University of Texas MD Anderson
2020 Funding recipient
Targeting anti-apoptotic pathways in MDS at the the time of progression
Discovery Research Grant 2020
PROJECT SUMMARY
Myelodysplastic syndromes (MDS), which primarily affect older individuals, are blood cancers that impede the body’s ability to produce blood cells, leading to symptoms such as anemia and infections. MDS are associated with relatively poor prognoses. The primary treatment for MDS is therapy with hypomethylating agents (HMAs), but in many patients, the disease eventually develops resistance to these agents and progresses. MDS patients whose disease develops such resistance have particularly poor outcomes, with a median survival duration of only 4–6 months. Clearly, new treatments for MDS patients who failed HMA therapy are urgently needed. Abnormal MDS stem cells are the cause of disease progression, but how these cells contribute to therapy failure remains largely unknown, thus delaying the design of new therapies. Our previous studies elucidated these MDS stem cells’ biological properties and revealed vulnerabilities in the disease that could be therapeutically targeted to stop its evolution.

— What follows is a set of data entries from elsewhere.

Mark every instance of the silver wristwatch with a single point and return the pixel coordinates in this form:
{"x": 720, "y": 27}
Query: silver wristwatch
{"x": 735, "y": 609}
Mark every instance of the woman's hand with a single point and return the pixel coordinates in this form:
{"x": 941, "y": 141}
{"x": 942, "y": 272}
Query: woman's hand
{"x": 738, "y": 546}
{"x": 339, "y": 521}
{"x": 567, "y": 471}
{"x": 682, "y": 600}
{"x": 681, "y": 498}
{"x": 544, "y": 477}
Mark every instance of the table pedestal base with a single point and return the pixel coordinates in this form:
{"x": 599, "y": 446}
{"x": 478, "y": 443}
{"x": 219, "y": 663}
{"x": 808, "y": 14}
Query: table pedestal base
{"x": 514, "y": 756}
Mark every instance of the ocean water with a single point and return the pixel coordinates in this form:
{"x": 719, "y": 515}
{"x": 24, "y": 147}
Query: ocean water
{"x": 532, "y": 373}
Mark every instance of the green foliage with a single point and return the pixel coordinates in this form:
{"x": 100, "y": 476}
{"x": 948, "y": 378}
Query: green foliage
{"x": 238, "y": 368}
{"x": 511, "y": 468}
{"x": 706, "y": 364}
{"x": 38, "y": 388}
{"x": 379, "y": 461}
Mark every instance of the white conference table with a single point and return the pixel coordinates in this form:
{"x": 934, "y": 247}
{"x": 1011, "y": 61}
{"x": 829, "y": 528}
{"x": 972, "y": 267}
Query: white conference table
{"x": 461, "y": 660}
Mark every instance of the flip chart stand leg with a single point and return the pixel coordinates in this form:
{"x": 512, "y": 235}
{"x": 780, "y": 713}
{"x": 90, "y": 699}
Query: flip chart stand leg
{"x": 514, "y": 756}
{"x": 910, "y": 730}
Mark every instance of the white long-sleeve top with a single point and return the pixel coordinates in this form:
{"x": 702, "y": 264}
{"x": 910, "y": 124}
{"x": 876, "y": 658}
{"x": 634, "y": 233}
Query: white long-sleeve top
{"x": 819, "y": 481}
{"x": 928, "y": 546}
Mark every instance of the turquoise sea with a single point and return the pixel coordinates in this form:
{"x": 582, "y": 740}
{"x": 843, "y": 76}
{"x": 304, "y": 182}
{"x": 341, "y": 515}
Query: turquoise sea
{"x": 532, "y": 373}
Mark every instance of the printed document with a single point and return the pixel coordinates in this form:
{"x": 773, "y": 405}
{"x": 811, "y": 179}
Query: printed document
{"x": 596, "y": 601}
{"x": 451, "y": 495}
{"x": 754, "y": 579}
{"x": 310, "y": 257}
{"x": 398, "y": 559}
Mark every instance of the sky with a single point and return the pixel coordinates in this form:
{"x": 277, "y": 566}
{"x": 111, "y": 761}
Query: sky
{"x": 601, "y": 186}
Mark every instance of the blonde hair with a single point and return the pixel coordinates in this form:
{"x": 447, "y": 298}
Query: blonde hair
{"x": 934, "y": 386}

In our recent analysis of 250 bone marrow samples from MDS patients, we found that MDS can be divided into two distinct biological subgroups. In each of these subgroups, a different MDS stem cell population expands during disease progression after HMA therapy failure. Using novel sequencing technologies to analyze these two stem cell populations, we found that disease progression in each of the two MDS subgroups was caused by a different molecular mechanism; we also identified a list of potential therapeutic targets in each subgroup. Among these targets, BCL2, a protein that promotes cell survival, was highly expressed by stem cells from only one of the two MDS subgroups. These results suggest that the stem cells in one of the two MDS subgroups could be eliminated by administering venetoclax, a novel drug that blocks BCL2’s ability to promote MDS stem cell survival. In testing this hypothesis, we found that venetoclax effectively induces the death of the stem cells from one of the two MDS subgroups in cell culture systems and animal models. Moreover, we found that venetoclax-resistant MDS stem cells are sensitive to the combination of venetoclax plus a drug that targets MCL1, a protein similar to BCL2. These results are very important because they may help the classification of MDS patients into clinical trials of venetoclax and assist in the development of other treatment approaches for MDS patients who are resistant to the therapy with venetoclax. Importantly, a clinical trial of venetoclax in combination with HMA therapy in MDS patients with disease progression after the failure of previous therapy is now underway at MD Anderson, offering an unparalleled opportunity for improving patient outcomes.
Currently, we cannot: 1) predict which patients will or will not benefit from this therapy; 2) understand why some patients respond to the therapy and others do not; and 3) know how to treat patients who do not respond to this therapy or whose disease has failed this therapy. To respond to these questions, we propose to: 1) analyze the biological and genetic differences in the stem cells and other bone marrow cells between MDS patients who respond or do not respond to venetoclax in the context of the clinical trial; and 2) determine whether venetoclax-resistant MDS patients respond to the combination of venetoclax with a drug targeting MCL1.
Because it integrates basic and clinical research to answer fundamental questions about one of the most promising therapies for MDS patients with disease progression, the proposed work has the potential to improve the outcomes of MDS patients in whom previous therapies have failed and accelerate the pace of MDS drug discovery.